Since the project started in April 2021, hundreds of BHB staff have been working within dedicated work streams with our vendor, Cerner, staff have been named PEARL (patient electronic & administrative records log).
When PEARL goes live, there will be one electronic record for every patient across King Edward VII Memorial Hospital, Mid-Atlantic Wellness Institute and the Lamb Foggo Urgent Care Centre. PEARL will include medical history, test results, physician notes, and important information such as allergies, which will be available to clinicians, whichever service a patient is accessing at any time.
With all the information immediately at hand, care should be more efficient. With safety alerts built into the system, it will be safer too. PEARL will speed up access to critical data, centralise the scheduling of appointments for all BHB services and replace older paper-based processes such as referrals.
As staff members have to sign in to access PEARL, there is also greater confidentiality as the system records every person who opens a record even just to view it.
In line with plans, the patient portal will not be part of the initial go-live in October, but will be a benefit of the system and is planned for phase two of the project.
Progress on the electronic medical record implementation:
- The design and build of PEARL, which involved frontline staff across BHB, is complete.
- Integrated testing – in which BHB staff test the entire breadth of the system (including registration, scheduling, prescribing, referring, documenting, coding and billing) using differing patient scenarios – has been completed.
- Organisation-wide training started in June and continues through to go-live in October. About 1,400 staff have to be trained. The training is customised for different roles and professions within BHB. It includes different ways to learn, from videos and online simulations to intensive class room training.
- Over 200 BHB staff have been selected as PEARL experts, called super users, in each department. They will be on hand to support their colleagues in their department through and beyond go-live.
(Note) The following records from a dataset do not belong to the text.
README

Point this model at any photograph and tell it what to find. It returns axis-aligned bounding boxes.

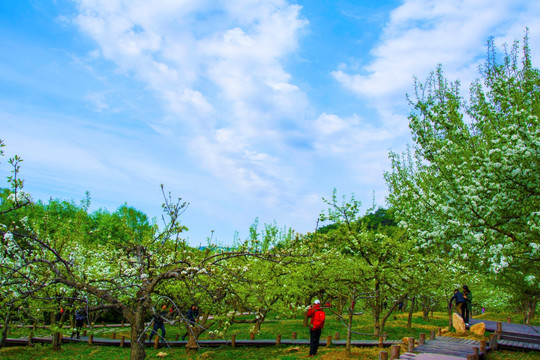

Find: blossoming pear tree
[385,35,540,322]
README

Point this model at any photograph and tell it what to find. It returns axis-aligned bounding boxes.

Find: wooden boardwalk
[6,336,401,347]
[469,319,540,351]
[399,336,485,360]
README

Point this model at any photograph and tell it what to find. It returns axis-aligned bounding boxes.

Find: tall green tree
[385,36,540,322]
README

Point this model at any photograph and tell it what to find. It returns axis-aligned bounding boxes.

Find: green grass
[0,312,540,360]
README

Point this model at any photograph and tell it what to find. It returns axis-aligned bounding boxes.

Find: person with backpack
[307,300,326,357]
[463,285,472,326]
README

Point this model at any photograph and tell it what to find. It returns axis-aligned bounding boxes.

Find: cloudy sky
[0,0,540,244]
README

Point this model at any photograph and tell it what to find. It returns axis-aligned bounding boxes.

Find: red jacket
[308,304,326,330]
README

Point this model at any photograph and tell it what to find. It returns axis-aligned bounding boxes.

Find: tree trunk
[373,280,381,335]
[52,332,62,351]
[345,306,354,356]
[422,304,429,321]
[407,296,416,330]
[0,309,11,349]
[128,307,146,360]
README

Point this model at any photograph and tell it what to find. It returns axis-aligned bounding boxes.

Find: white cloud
[332,0,540,101]
[75,0,308,197]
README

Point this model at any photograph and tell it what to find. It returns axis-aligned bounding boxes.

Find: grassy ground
[0,313,540,360]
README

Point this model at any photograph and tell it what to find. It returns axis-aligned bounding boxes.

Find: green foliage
[385,32,540,322]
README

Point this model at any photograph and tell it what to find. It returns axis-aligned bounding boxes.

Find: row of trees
[0,33,540,359]
[386,36,540,323]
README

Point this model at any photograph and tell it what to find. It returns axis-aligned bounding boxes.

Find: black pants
[150,322,165,340]
[461,303,469,324]
[309,329,322,355]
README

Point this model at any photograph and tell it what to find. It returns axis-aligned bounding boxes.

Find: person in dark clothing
[448,289,467,322]
[150,305,167,340]
[71,309,86,339]
[182,304,199,341]
[307,300,326,357]
[463,285,473,326]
In the first two weeks after go-live on 29 October, staff will be adjusting to a new way of working so things may take a little longer than usual. Where pressure can be relieved by reducing activity for non-urgent appointments and consultations this is being planned, to avoid increasing delays or potential risks to care. This will also help ensure that emergency and urgent care continues as needed.
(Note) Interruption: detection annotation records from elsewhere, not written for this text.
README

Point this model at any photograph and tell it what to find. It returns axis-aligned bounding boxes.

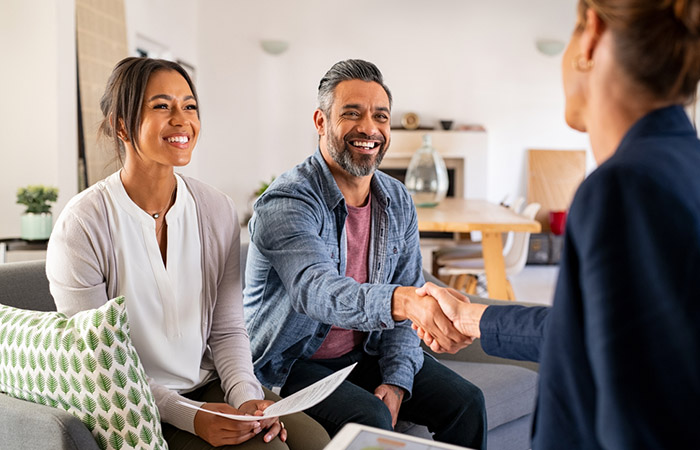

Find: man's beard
[327,129,388,177]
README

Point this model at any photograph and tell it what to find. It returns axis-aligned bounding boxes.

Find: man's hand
[238,400,287,442]
[194,403,262,447]
[413,283,487,352]
[374,384,405,427]
[392,286,472,353]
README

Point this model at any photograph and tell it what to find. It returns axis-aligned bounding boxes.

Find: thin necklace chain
[149,180,177,219]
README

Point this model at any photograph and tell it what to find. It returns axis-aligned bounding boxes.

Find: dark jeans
[280,349,487,449]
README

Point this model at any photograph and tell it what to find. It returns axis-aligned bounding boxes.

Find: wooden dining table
[416,197,542,300]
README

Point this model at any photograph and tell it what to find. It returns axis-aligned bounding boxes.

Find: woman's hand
[239,400,287,442]
[194,403,262,447]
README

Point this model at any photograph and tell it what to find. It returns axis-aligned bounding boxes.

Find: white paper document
[180,363,357,421]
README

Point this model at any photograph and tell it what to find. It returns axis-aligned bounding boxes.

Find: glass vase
[406,134,449,207]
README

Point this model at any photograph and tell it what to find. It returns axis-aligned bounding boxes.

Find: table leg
[481,232,515,300]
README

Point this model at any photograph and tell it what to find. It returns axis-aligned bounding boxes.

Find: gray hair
[318,59,392,116]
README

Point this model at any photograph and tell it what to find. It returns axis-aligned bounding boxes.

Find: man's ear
[314,109,328,136]
[579,8,607,61]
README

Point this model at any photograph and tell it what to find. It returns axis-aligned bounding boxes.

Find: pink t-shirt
[311,196,372,359]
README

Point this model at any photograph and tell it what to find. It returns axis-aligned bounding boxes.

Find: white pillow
[0,297,168,449]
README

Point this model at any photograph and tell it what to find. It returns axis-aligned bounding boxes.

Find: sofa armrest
[0,394,99,450]
[423,270,542,371]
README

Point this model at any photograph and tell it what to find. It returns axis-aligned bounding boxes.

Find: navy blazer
[481,106,700,449]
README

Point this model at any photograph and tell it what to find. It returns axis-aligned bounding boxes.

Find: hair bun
[671,0,700,37]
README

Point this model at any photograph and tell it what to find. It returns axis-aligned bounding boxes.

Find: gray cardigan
[46,175,264,433]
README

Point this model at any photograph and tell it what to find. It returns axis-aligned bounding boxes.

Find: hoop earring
[571,55,593,72]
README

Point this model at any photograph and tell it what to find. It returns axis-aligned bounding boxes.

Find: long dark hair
[578,0,700,104]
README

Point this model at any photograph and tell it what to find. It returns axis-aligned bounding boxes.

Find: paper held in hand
[180,363,357,421]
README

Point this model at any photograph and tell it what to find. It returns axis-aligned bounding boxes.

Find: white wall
[124,0,201,178]
[0,0,78,237]
[16,0,700,237]
[197,0,588,214]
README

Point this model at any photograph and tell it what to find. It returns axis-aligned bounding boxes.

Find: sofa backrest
[0,261,56,311]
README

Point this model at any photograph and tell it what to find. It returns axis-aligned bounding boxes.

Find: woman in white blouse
[46,57,328,450]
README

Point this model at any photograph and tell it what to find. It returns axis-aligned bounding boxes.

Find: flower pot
[20,213,53,241]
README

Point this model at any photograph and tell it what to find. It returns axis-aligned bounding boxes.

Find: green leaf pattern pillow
[0,297,167,450]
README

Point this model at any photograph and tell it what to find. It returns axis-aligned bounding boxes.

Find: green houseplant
[17,185,58,240]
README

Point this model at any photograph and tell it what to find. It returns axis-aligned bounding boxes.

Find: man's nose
[357,114,379,136]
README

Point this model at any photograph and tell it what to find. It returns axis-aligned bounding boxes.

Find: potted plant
[17,185,58,241]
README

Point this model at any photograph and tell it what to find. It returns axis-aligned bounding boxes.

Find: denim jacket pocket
[326,244,340,270]
[385,239,406,283]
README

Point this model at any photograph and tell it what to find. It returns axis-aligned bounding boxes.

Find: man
[244,60,486,448]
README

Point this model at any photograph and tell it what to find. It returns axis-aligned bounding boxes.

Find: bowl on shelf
[440,120,452,130]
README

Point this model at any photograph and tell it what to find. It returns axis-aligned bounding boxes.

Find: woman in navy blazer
[418,0,700,449]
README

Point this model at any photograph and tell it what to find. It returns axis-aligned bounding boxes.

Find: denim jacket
[244,150,423,399]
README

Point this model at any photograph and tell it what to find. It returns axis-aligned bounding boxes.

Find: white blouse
[105,171,211,392]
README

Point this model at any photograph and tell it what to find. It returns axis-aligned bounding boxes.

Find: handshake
[394,283,487,353]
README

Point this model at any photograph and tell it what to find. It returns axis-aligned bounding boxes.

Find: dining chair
[438,203,540,300]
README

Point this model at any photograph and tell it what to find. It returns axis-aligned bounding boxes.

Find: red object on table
[549,211,566,235]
CEO & President, Michael Richmond, MD, explains: “While our need to implement an electronic medical record relates to the critical replacement of an old clinical system, PEARL is a true game-changer for patient care and is a major driver of our vision to pursue excellence through improvement, to make Bermuda proud. It has been a huge commitment for our staff through a very challenging period. I’m immensely proud of our progress so far, very appreciative of the hard work by staff, and very much looking forward to PEARL going live in October.”
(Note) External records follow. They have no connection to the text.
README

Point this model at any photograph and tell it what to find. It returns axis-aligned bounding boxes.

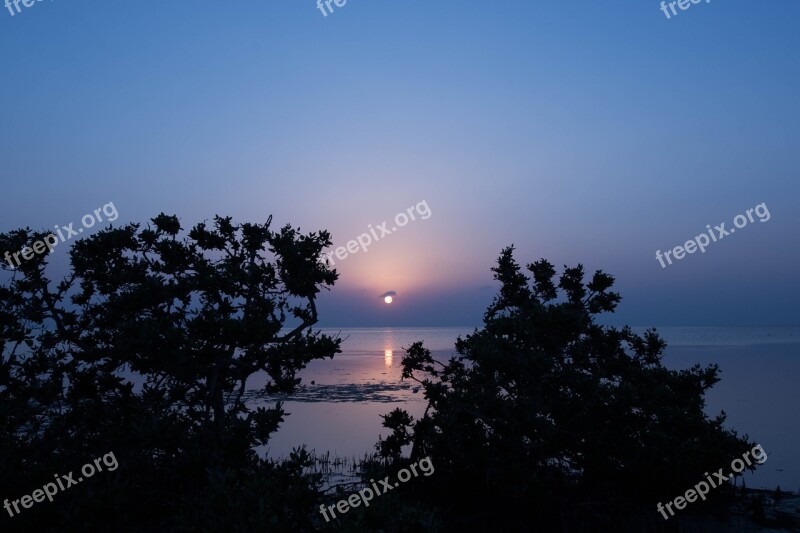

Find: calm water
[260,327,800,490]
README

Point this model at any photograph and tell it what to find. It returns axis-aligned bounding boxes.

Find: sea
[252,327,800,491]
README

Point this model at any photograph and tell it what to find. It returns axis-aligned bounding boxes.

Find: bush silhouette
[377,247,752,531]
[0,214,339,531]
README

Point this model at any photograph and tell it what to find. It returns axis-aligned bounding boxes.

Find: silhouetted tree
[378,247,760,531]
[0,214,339,531]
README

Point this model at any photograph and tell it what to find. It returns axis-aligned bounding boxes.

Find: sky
[0,0,800,327]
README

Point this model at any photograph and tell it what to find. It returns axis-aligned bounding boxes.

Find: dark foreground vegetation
[0,215,767,532]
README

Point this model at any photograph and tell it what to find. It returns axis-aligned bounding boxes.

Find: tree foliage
[378,247,752,531]
[0,214,340,531]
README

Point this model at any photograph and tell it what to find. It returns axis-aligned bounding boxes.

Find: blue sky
[0,0,800,326]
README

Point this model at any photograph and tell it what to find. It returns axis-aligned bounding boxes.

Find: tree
[0,214,340,531]
[378,247,750,531]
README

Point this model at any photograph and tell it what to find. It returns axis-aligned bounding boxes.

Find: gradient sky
[0,0,800,326]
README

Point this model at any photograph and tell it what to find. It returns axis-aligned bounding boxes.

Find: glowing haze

Chief of Staff, Wesley Miller, MD, says: “BHB physicians have been part of the BHB clinical teams working with Cerner to design and build PEARL. Cerner’s Millennium product is used in hospitals across the world, so we have the benefit of starting with a system that has international standards of care and safety built in that BHB staff have helped adapt for Bermuda.”
Chief Financial Officer, Bill Shields, comments: “This is a major transformation of how BHB works and delivers care. Our focus for go-live is to have the internal system working well for staff to use. As we are working hospitals and Bermuda’s only hospitals, ensuring a smooth and safe transition is our priority. We look forward to keeping the community updated on our progress.”
Chief of Nursing, Judy Richardson, adds: “PEARL is going to be a great asset for staff. It is going to be a tool nurses can use to improve quality and safety, and the efficiencies it will bring means more of their time can be spent where it is most needed – with our patients.”